Most patients had good performance status and the benefit was clear in this group. A small increasing effect of platinum-based chemotherapy with better performance status was also apparent in this and another meta-analysis, but was not confirmed in trials using tegafur and uracil or tegafur alone or those that included postoperative radiotherapy. Nevertheless, these results could suggest cautious use of platinum-based chemotherapy in less fit patients. Despite the amount of data collected, some of the subgroup analyses lacked power.

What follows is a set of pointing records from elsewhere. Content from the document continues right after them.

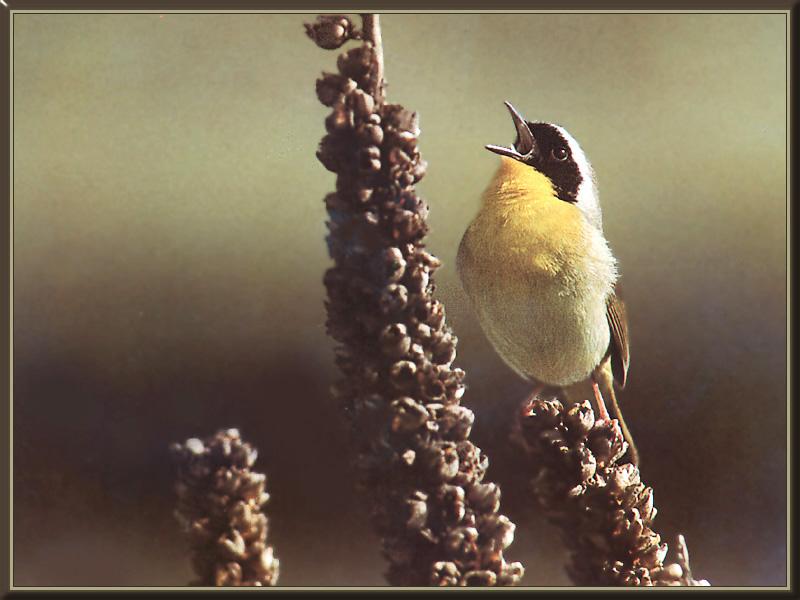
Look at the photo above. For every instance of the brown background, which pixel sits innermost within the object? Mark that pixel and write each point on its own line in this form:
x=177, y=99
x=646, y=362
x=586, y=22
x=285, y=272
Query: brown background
x=168, y=255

The benefits of adjuvant chemotherapy have been reported to be attenuated in long-term results; however, we do not have much data beyond 5 years. The potential benefit of chemotherapy should always be balanced with possible toxic effects for the individual patient. We were unable to assess toxic effects of treatment in this study. Moreover, extrapolation of the results to patients with comorbidities is uncertain because most of the patients included in these meta-analyses had mild or no comorbidities.

Addition of chemotherapy to surgery and postoperative radiotherapy gave a 4% improvement in 5-year survival from 29% to 33%. This increase does not seem to vary with the timing of chemotherapy in relation to radiotherapy, extent of surgery, or by patient subgroup (table 2, webappendix p 5). The lower survival rates than those in the surgery and chemotherapy meta-analysis are most likely because patients with stage III tumours predominate and the incomplete resection rate is higher (table 2). A previous meta-analysis has shown that postoperative radiotherapy has a detrimental effect on survival, particularly for early stage tumours, but old radiotherapy techniques were used. This meta-analysis was not designed to study the effect of postoperative radiotherapy, but has shown that the effect of chemotherapy is similar irrespective of what locoregional treatment is used: surgery alone or surgery plus postoperative radiotherapy. Randomised trials are needed to assess whether modern radiotherapy is effective as an adjuvant treatment.